An optimized extended DNA kappa B site that enhances plasmid DNA nuclear import and gene expression.

BACKGROUND: The nuclear factor kappa B (NF kappaB) transcription factor, which shuttles between the cytoplasm and the nucleus under specific conditions, is a suitable intracellular target to increase the nuclear import of plasmid DNA. We report the design of an optimized and extended NF kappaB DNA binding sequence that promotes an efficient plasmid nuclear import.

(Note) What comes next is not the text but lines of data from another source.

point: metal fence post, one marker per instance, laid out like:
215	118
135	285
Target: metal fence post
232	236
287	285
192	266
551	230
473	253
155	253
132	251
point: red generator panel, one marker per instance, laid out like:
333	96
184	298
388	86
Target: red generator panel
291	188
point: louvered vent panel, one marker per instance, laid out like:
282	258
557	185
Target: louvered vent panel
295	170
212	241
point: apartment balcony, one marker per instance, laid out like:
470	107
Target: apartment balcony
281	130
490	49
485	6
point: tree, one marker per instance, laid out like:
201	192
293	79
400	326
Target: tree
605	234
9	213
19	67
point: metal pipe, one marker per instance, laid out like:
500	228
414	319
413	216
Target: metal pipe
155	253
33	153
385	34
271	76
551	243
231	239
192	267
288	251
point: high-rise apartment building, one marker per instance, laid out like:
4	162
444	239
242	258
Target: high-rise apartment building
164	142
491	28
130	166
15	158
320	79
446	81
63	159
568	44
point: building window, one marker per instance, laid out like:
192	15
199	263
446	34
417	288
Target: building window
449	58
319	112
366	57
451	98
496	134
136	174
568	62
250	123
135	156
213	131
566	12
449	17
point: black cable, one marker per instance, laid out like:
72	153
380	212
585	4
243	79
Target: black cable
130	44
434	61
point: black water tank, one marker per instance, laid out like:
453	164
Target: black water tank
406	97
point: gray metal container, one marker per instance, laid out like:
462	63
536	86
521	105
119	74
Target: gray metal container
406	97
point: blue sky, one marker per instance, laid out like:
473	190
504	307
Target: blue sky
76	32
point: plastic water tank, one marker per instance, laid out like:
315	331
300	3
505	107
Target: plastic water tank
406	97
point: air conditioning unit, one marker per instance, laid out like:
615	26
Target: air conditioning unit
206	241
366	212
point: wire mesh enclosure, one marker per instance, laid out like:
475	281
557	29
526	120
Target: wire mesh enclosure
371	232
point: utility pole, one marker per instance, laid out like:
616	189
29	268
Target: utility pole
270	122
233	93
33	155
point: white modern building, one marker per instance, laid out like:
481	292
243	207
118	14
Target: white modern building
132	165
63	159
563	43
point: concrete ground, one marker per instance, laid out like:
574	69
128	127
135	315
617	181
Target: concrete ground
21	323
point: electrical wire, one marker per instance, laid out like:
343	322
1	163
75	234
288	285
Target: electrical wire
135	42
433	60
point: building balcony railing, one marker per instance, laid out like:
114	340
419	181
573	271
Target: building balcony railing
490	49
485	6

METHODS: On the basis of structural studies, the 5'-CTGGGGACTTTCCAGCTGGGGACTTTCCAGCTGGGGACTTTCCAGG-3' segment (termed 3NF) comprising three 10-bp kappaB sites (GGGACTTTCC) separated by a 5-bp optimized spacer (AGCTG) was selected for its capacity to ensure the best structural fit with NF kappaB and to fix simultaneously three proteins. Plasmids encoding luciferase and bearing this sequence (3NF-plasmids) were constructed and their nuclear import and gene expression efficiencies compared with that of plasmids containing classical kappaB motifs.
RESULTS: A high luciferase expression was associated with plasmids containing one (p3NF-luc) or two (p3NF-luc-3NF) 3NF sequences. In situ hybridization experiments and quantitative measurement of the number of plasmid copies demonstrated that the nuclear delivery of 3NF-plasmids was more efficient than that of 3NF-free plasmids. Cross-linked immunoprecipitation showed that 3NF-plasmids were recognized by NF kappaB inside cells upon transfection. The nuclear delivery was inhibited with BAY 11-7085, an inhibitor of NF kappaB activation. Finally, p3NF-luc-3NF, the most efficient construct for in vitro transfection, had a long-lived luciferase expression in vivo.
CONCLUSIONS: The results obtained in the present study demonstrate the NF kappaB-mediated nuclear delivery of 3NF-plasmids. Due to its high affinity for fixing several NF kappaB, the 3NF sequence is a very promising helper for a nonviral gene delivery system. (c) 2009 John Wiley & Sons, Ltd.